You need to agree to share your contact information to access this model

This repository is publicly accessible, but you have to accept the conditions to access its files and content.

pii-modernbert-large-v2

PII / PHI named-entity recognition fine-tune of answerdotai/ModernBERT-large on the v2 harmonized + synthetic-augmented English-only corpus at Vrandan/pii-harmonized-corpus-v2.
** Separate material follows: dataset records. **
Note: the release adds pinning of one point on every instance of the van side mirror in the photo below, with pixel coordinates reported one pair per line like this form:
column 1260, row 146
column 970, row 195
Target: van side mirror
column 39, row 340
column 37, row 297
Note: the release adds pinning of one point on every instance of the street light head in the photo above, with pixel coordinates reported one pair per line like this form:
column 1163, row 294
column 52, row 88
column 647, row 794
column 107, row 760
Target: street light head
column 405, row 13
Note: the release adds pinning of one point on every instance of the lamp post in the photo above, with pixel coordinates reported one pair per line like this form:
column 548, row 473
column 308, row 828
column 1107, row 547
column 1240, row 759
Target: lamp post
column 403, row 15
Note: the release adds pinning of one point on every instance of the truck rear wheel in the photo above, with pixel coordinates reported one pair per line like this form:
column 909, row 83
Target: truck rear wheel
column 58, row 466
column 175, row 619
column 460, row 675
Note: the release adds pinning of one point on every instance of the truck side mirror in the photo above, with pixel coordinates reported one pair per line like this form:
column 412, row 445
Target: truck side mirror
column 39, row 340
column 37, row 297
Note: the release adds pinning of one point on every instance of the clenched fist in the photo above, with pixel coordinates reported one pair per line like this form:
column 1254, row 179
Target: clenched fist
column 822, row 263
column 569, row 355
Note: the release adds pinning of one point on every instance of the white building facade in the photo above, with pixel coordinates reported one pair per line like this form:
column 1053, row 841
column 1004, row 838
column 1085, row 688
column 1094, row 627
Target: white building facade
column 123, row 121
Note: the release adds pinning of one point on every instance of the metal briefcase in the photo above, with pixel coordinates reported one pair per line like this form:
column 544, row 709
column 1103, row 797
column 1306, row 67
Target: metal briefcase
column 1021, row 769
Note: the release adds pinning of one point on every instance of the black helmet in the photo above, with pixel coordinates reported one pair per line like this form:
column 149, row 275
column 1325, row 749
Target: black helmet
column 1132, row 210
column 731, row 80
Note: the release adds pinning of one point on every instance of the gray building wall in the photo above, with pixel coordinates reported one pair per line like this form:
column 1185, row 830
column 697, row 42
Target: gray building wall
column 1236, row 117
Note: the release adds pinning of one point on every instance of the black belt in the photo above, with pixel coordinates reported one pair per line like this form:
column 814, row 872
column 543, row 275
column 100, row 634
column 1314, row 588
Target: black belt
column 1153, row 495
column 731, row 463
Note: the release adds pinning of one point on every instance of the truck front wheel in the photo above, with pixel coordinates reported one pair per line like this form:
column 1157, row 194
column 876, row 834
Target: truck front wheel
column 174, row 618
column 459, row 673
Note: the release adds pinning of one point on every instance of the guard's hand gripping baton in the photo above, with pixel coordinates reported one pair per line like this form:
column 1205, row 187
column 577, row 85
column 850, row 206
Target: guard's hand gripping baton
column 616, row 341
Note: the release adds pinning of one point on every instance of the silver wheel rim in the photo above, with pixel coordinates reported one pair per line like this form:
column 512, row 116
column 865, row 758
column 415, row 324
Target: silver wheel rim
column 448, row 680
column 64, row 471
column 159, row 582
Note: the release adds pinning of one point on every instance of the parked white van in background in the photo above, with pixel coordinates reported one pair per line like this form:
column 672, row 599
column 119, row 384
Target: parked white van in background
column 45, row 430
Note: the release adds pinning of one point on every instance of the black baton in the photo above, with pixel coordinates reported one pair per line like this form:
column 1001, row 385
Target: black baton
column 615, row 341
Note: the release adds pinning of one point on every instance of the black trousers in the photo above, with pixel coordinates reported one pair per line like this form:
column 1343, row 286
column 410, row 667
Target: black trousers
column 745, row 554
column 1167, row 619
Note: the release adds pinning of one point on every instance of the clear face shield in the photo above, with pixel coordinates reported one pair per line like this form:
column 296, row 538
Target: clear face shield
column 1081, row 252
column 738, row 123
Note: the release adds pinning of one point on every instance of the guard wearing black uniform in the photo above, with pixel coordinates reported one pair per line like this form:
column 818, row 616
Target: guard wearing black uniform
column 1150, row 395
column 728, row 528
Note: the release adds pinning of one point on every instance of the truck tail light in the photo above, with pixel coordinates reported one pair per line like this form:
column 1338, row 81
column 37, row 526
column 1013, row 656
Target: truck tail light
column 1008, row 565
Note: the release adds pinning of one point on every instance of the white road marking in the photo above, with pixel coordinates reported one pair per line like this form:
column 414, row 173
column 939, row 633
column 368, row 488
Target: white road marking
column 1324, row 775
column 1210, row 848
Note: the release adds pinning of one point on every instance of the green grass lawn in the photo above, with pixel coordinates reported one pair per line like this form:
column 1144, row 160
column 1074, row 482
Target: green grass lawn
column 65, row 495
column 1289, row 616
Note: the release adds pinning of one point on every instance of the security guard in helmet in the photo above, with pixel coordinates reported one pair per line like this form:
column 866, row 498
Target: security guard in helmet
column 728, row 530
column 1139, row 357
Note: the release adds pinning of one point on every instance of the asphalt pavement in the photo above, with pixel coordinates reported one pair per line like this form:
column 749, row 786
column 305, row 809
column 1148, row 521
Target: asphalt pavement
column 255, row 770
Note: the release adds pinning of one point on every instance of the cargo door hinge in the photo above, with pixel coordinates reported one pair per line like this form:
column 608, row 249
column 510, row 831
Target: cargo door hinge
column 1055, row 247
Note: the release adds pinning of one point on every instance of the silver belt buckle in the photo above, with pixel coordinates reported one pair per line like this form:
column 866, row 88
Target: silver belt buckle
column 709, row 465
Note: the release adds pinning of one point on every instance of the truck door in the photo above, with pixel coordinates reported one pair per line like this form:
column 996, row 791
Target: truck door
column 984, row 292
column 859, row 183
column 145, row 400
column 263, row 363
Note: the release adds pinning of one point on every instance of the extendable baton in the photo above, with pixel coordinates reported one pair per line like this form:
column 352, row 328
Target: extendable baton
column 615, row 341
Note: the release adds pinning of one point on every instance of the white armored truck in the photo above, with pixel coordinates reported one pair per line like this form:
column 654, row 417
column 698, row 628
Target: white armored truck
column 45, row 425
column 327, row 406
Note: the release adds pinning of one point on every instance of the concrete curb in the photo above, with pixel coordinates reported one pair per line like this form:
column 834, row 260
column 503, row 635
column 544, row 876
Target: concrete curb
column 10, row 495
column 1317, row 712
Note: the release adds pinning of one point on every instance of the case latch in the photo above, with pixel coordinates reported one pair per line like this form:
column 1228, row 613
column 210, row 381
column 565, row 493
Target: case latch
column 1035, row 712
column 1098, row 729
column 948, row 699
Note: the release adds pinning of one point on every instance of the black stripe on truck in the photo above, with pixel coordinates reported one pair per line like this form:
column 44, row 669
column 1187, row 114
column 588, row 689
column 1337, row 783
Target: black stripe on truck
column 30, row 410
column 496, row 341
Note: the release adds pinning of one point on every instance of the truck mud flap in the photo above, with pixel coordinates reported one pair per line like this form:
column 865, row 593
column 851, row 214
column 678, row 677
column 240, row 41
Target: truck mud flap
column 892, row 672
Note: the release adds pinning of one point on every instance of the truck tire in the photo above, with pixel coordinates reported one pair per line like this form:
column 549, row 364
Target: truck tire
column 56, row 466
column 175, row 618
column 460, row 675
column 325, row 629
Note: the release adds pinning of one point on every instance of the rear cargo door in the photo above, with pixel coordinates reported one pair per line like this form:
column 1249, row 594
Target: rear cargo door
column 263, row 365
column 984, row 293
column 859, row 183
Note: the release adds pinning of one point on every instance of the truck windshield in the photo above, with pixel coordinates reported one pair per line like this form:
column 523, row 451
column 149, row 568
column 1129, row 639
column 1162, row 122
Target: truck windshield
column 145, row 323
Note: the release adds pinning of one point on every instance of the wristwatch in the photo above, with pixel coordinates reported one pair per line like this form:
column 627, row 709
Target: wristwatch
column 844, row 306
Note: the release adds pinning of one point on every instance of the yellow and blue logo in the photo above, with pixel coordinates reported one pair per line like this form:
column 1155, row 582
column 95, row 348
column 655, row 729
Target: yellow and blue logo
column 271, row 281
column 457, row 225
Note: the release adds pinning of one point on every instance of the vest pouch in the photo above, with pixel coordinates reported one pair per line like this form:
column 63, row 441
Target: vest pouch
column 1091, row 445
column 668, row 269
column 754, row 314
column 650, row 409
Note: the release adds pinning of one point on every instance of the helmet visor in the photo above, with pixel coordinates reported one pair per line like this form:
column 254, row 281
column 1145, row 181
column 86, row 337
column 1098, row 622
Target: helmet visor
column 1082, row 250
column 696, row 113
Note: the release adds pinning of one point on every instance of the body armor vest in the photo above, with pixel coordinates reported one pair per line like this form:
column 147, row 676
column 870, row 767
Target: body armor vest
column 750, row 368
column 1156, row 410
Eval (held-out test split)

Metric	Value
F1	0.5975
Precision	0.5341
Recall	0.6780

Architecture vs v1

46 ML labels (was 49) — 3 dropped to regex layer (HTTP_COOKIE, MAC_ADDRESS, BLOOD_TYPE)
BILOU tagging (was BIO) — 1 + 4×46 = 185 labels
English-only training data (v1 was multilingual leaking)
Rebalanced spans: PERSON capped at 150K, rare classes floored
Synthetic data blended (Tier-A six-failure-mode + Tier-B malformation training)
Class weight cap 1.5× mean (was 3×)

Recipe

Context: native 8192 tokens (ModernBERT alternating attention)
Optimizer: AdamW (fused on CUDA), cosine LR, peak 2e-05, warmup 0.1
Effective batch: 32 (per-device 8 × grad-accum 4 × world 1)
Precision: bf16, gradient checkpointing (use_reentrant=False), SDPA
Loss: class-weighted CE, capped at 1.5× mean (rebalanced data)
Epochs: 3, early-stop patience 4

Inference

from transformers import pipeline
pii = pipeline(
    "token-classification",
    model="Vrandan/pii-modernbert-large-v2",
    aggregation_strategy="simple",
)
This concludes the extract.